Sandy Ruxton – Consultant on project

Support services provide safe spaces to help make the transition to a less risky masculine identity. Avoids being on the street, being stopped by the police or engaging with other young men they wanted to avoid. Many of the young men were actually very underconfident about engaging with the outside world.

Practical activities were helpful to building relationships (round the Pool table) or walking and talking.

Qs didn’t mention ‘male role models’ but some young men and staff did use the term but they weren’t clear as what it meant – people close to them but also people they looked up to and didn’t know.

They didn’t look up to ‘celebrity’ role models

The people they meant by role models were more like mentor or guides – people who helped them negotiate and co-construct new identities and futures. Not a passive transmission of values/masculinity (as ‘role model’ implies) something much more active and dynamic. Women were really important in this.

Sense of shared experience and social background between young men and staff was very valuable for some (especially in the west of Scotland projects). Class and race especially (although not named by participants as this).

Brigid Featherstone – Co-I

The young men valued personal qualities and commitment of staff above gender or other social identities.

Had a keen sense of genuine care from workers (and other workers who were just ‘doing it for the money’). Valued respect, trust, consistency, and commitment highly too.

Really clearly that authoritarian masculinity doesn’t work.

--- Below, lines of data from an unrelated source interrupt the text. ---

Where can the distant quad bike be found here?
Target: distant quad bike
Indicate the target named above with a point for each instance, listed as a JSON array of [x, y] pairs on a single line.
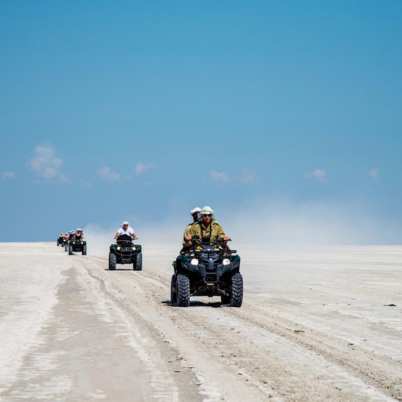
[[207, 270], [124, 251], [77, 245]]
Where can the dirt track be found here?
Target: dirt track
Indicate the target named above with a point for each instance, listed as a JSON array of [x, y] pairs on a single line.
[[314, 326]]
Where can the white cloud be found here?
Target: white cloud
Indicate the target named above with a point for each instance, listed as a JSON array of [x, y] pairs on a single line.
[[7, 175], [108, 174], [45, 164], [219, 176], [247, 177], [374, 173], [319, 175], [141, 168]]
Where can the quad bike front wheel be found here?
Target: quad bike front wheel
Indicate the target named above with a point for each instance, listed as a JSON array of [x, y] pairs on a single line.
[[236, 294], [112, 262], [138, 262], [183, 290]]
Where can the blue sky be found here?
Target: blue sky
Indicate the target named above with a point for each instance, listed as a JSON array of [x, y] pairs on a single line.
[[144, 109]]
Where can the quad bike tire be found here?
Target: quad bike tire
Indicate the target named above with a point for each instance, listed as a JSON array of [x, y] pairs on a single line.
[[173, 291], [138, 262], [225, 299], [183, 290], [236, 294], [112, 262]]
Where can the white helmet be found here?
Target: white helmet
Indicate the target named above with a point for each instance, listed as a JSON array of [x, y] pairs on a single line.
[[207, 211]]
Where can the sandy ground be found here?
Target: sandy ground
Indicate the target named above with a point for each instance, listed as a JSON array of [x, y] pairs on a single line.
[[315, 325]]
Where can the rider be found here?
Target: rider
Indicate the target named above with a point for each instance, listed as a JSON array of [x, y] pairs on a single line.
[[207, 229], [196, 214], [125, 229], [79, 234]]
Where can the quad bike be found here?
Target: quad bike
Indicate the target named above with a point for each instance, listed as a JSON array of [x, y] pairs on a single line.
[[77, 245], [124, 251], [207, 270]]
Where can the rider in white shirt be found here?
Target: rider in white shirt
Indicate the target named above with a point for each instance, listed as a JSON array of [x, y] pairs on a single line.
[[126, 229]]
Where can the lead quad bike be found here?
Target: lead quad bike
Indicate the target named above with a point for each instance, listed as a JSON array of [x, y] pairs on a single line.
[[77, 245], [124, 251], [207, 270]]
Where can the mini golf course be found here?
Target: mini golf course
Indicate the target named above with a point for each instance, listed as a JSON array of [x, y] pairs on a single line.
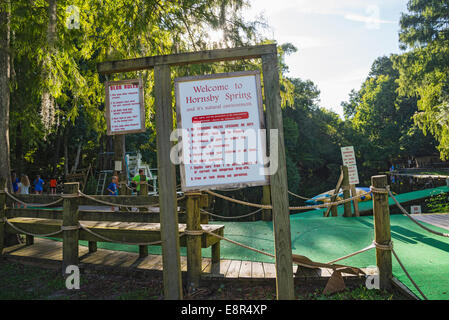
[[425, 255]]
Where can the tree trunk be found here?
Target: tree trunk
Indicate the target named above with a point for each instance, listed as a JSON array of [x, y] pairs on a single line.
[[57, 150], [66, 151], [77, 158], [5, 165], [48, 102]]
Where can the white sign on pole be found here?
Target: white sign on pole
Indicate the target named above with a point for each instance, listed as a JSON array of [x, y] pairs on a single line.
[[125, 109], [415, 209], [348, 156], [221, 116]]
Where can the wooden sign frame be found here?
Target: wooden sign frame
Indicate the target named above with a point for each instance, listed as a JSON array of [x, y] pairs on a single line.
[[167, 172], [256, 74], [141, 101]]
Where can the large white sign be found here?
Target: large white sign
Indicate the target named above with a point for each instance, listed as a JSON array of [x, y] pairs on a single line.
[[221, 118], [348, 156], [125, 109]]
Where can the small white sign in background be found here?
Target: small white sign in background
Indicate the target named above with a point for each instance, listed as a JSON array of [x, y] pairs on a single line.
[[348, 156], [415, 209], [125, 109]]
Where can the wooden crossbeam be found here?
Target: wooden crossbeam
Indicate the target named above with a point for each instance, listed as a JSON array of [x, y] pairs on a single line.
[[206, 56]]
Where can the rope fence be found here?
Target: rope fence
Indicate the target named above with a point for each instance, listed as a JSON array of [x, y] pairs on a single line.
[[260, 207], [269, 207], [81, 226]]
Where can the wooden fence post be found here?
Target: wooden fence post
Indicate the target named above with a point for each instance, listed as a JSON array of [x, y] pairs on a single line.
[[193, 241], [70, 219], [382, 232], [266, 200], [167, 184], [278, 181], [346, 192], [143, 191], [2, 214], [355, 201]]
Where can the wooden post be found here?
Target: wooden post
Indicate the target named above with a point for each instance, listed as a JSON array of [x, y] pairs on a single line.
[[119, 155], [167, 184], [70, 219], [193, 241], [346, 192], [92, 246], [143, 191], [334, 209], [2, 214], [355, 201], [204, 203], [266, 213], [278, 181], [29, 240], [382, 233]]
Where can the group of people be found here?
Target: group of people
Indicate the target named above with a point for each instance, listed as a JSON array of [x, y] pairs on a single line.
[[23, 185], [112, 188]]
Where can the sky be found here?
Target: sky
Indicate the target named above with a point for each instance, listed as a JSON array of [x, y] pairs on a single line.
[[337, 40]]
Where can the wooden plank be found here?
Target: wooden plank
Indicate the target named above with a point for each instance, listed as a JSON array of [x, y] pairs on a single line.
[[355, 201], [266, 200], [91, 215], [167, 184], [128, 232], [221, 268], [324, 272], [257, 270], [206, 265], [193, 242], [121, 199], [183, 263], [346, 192], [2, 214], [269, 269], [234, 269], [278, 181], [206, 56], [245, 269], [382, 232]]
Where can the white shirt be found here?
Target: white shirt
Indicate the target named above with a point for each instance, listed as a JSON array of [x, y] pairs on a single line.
[[23, 189]]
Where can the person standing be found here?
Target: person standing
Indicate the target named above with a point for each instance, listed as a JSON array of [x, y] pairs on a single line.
[[15, 182], [139, 178], [38, 185], [53, 185], [24, 185], [112, 188]]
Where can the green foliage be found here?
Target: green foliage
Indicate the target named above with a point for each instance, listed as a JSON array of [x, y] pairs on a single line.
[[424, 69], [438, 203], [66, 68], [381, 118]]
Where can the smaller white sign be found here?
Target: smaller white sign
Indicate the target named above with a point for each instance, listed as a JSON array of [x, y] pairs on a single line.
[[348, 156], [415, 209], [353, 175]]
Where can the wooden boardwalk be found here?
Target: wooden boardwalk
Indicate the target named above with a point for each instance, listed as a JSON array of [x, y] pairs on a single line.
[[438, 220], [48, 253]]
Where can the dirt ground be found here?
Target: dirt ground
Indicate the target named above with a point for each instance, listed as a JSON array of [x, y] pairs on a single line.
[[25, 282]]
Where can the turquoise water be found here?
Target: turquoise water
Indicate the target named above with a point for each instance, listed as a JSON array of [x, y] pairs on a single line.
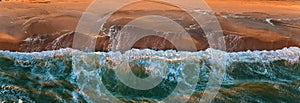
[[72, 76]]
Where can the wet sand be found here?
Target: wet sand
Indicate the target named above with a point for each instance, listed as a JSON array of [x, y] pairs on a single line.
[[25, 26]]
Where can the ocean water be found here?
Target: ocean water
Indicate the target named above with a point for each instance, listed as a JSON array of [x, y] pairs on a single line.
[[72, 76]]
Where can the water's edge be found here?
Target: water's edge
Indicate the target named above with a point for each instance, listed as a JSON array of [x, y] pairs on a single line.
[[69, 75]]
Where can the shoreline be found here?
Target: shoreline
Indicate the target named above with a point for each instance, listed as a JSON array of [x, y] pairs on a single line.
[[245, 26]]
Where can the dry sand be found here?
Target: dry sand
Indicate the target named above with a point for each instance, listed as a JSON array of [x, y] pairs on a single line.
[[243, 21]]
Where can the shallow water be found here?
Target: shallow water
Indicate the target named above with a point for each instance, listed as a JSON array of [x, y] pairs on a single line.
[[69, 75]]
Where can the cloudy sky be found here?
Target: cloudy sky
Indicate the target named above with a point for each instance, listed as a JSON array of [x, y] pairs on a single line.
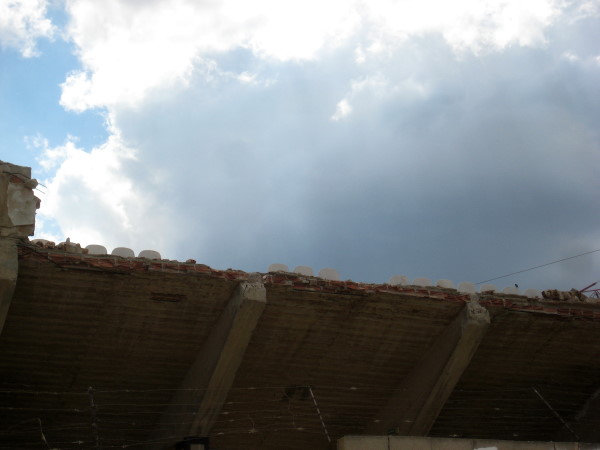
[[434, 139]]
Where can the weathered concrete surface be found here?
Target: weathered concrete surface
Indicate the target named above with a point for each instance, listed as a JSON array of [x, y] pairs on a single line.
[[415, 405], [202, 393], [425, 443], [17, 202], [8, 275], [17, 220]]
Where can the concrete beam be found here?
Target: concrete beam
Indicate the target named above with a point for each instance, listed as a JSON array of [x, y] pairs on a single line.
[[418, 400], [201, 395]]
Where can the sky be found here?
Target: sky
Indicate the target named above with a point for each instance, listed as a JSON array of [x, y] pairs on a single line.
[[447, 140]]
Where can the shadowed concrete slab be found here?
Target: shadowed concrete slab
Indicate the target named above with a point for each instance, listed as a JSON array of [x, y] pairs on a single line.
[[416, 403], [200, 397]]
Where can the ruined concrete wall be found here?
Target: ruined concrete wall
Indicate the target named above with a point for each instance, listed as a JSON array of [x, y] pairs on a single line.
[[425, 443], [17, 202], [17, 221]]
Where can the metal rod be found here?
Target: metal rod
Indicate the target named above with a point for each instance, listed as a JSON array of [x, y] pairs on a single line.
[[319, 412], [555, 413]]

Hate being told what to do. That’s a really hard task for workers because you have to not be authoritarian but also help them not do really stupid things! ‘Troops for teachers’ initiative not liked – ‘that won’t work with us’.

Lives very precarious – very easily pushed off their trajectory of building the life they wanted. Very poor, very low chance of getting work, benefits cut etc.

(We used to talk about race, ethnicity and class, now we talk about ‘stories’!)

‘Boys need positive male role models’ is lazy thinking

When young men come to services, it is often because they are seeking to make the transition to safer adult masculine idendities and their asprirations (job, home, family) are similar to other young people.

Services don’t need to have male workers to be able to work with young men (or young women). Gender is not as important as care, trust and consistency.

Gender is still hugely important to young men’s lives and being able to identify with staff along lines of gender, ethnicity and class is also often helpful.

Steve Hicks, Uni of Manchester – Steering Group member

Responding to the project findings.

Gender role models can be a smoke-screen – allows you to justify cutting back the Welfare State. Relationships with fathers is what really matter, so we don’t need all these expensive support services.

Good mums, bad dads dichotomy. What’s that doing and where’s it going? What about extended family and friends too?

Irony of being perceived as too authoritarian as a social worker when SWers currently being criticised for being insufficiently authoritative

Hypermasculinity in other arenas of life too, like the House of Commons! It’s not just a working-class phenomenon.

Black young men in this study described a lot of everyday harassment which limited their options very profoundly. Restricted the subject-positions they could access. Doesn’t determine – they had some very creative strategies for resisting racism and questioning racial identities.

Some young women also drawing on masculine identities – trans, genderqueer and questioning [+ tomboy identities or butch?]

Methodological Qs:

  • How do we know when gender is going on in a situation or a piece of talk? Lots of answers to this are possible! Big can of worms. [I want to know more about how the team are going to handle that].
  • Why is gender only invoked as a problem in relation to these young men? Gender doesn’t cause things. ‘It was gender wot done it’ is not an adequate answer.